Existe um tema que dominou o debate imobiliário no mundo inteiro nos últimos anos.
Não é luxo.
Não é arquitetura.
Não é tecnologia.
É escassez de moradia.
O mundo está enfrentando um fenômeno muito claro: faltam casas e apartamentos para as pessoas viverem.
E quando oferta e demanda entram em desequilíbrio, o mercado reage.
O tamanho do problema
Os números são impressionantes.
Nos Estados Unidos, o país enfrenta um déficit estimado de mais de 3 milhões de moradias, segundo análises da National Association of Realtors.
No Reino Unido, estudos apontam a necessidade de cerca de 300 mil novas unidades por ano para atender à demanda habitacional.
No Brasil, o déficit habitacional ainda gira em torno de 5 a 6 milhões de moradias, de acordo com levantamentos da Fundação João Pinheiro.
Isso significa que milhões de pessoas querem morar — e simplesmente não existe estoque suficiente de imóveis.
Por que isso está acontecendo
Não existe apenas um motivo.
São vários fatores acontecendo ao mesmo tempo.
Primeiro, crescimento populacional e urbano.
As cidades continuam atraindo pessoas, empregos e oportunidades.
Segundo, aumento do custo de construção.
Materiais, mão de obra e terrenos ficaram mais caros em muitos países.
Terceiro, regulações urbanísticas mais complexas, que muitas vezes tornam os projetos mais lentos.
E ainda existe um quarto fator importante:
anos de subprodução imobiliária após crises econômicas.

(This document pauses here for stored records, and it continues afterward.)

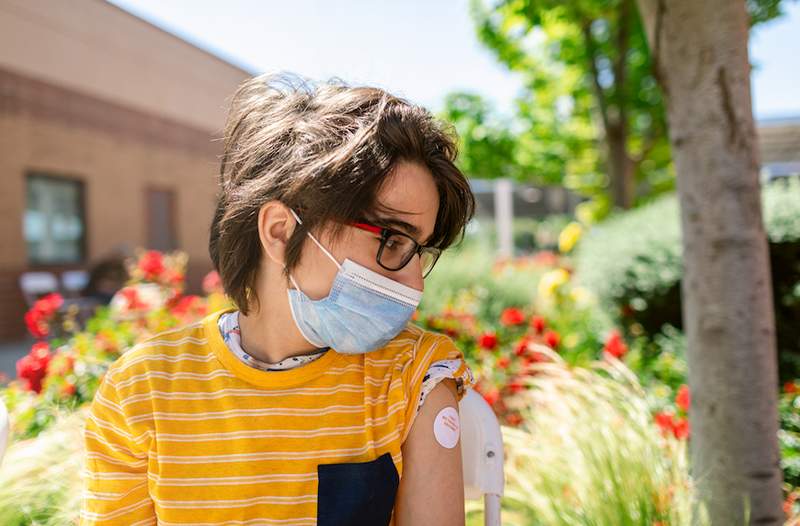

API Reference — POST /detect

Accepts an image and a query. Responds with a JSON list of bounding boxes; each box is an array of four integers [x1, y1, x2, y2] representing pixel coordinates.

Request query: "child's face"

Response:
[[292, 162, 439, 299]]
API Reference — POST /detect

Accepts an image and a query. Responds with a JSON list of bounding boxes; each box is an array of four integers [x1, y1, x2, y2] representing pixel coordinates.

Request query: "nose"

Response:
[[396, 254, 425, 291]]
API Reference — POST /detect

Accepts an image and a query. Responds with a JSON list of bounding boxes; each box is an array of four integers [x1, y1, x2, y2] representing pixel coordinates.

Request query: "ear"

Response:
[[258, 200, 297, 268]]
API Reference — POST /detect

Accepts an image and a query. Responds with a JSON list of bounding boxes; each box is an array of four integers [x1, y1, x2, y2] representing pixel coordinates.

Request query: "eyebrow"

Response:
[[372, 216, 433, 245]]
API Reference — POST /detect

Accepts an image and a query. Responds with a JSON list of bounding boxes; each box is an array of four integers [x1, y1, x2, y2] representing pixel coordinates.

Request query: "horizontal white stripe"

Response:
[[129, 405, 364, 423], [82, 480, 147, 501], [82, 470, 147, 480], [131, 400, 405, 428], [154, 495, 317, 509], [158, 517, 317, 526], [116, 353, 216, 375], [122, 384, 364, 406], [153, 429, 399, 464], [81, 497, 153, 521], [116, 369, 236, 388], [83, 429, 147, 459], [158, 426, 376, 442], [148, 471, 317, 487], [86, 412, 152, 444], [111, 370, 399, 393], [86, 451, 147, 470]]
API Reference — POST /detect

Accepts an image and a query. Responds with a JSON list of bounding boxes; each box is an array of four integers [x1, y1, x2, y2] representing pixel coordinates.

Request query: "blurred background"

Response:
[[0, 0, 800, 526], [0, 0, 800, 364]]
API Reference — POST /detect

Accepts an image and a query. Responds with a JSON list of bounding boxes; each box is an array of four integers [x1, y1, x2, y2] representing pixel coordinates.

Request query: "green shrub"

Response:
[[575, 179, 800, 379]]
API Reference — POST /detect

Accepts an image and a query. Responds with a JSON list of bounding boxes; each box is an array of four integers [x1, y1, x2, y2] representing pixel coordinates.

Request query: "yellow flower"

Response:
[[558, 221, 583, 254], [539, 268, 569, 299], [569, 286, 594, 307]]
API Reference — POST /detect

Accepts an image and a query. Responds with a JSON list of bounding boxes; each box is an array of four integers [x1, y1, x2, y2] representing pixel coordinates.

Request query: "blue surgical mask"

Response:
[[286, 210, 422, 354]]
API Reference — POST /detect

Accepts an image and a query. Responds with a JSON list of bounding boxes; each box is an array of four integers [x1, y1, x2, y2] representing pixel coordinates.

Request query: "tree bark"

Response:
[[638, 0, 783, 526]]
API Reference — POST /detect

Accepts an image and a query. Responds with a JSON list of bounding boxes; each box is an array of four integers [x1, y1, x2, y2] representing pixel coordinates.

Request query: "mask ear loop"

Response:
[[284, 208, 342, 270]]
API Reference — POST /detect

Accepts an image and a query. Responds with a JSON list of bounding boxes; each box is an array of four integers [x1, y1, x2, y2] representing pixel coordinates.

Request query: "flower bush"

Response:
[[0, 241, 800, 526], [1, 250, 229, 440]]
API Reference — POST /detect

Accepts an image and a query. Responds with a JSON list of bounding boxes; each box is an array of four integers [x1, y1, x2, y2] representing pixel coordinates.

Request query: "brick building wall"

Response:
[[0, 0, 251, 341]]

Depois da crise financeira de 2008, muitos mercados reduziram drasticamente o ritmo de construção. O resultado dessa pausa ainda é sentido hoje.
O impacto direto nos preços
Quando existe menos oferta do que demanda, o efeito é previsível.
E eu tenho observado isso em praticamente todos os mercados que acompanho , do Brasil aos Estados Unidos, passando por Europa e algumas regiões da Ásia.
Os preços sobem.
Foi exatamente isso que aconteceu em muitas cidades globais nos últimos anos.
Em várias regiões do mundo, imóveis tiveram valorização acumulada muito acima da inflação.
Isso gerou duas realidades paralelas.
De um lado, investidores e proprietários que viram seus ativos se valorizar.
Do outro, jovens e famílias com mais dificuldade de acessar a casa própria.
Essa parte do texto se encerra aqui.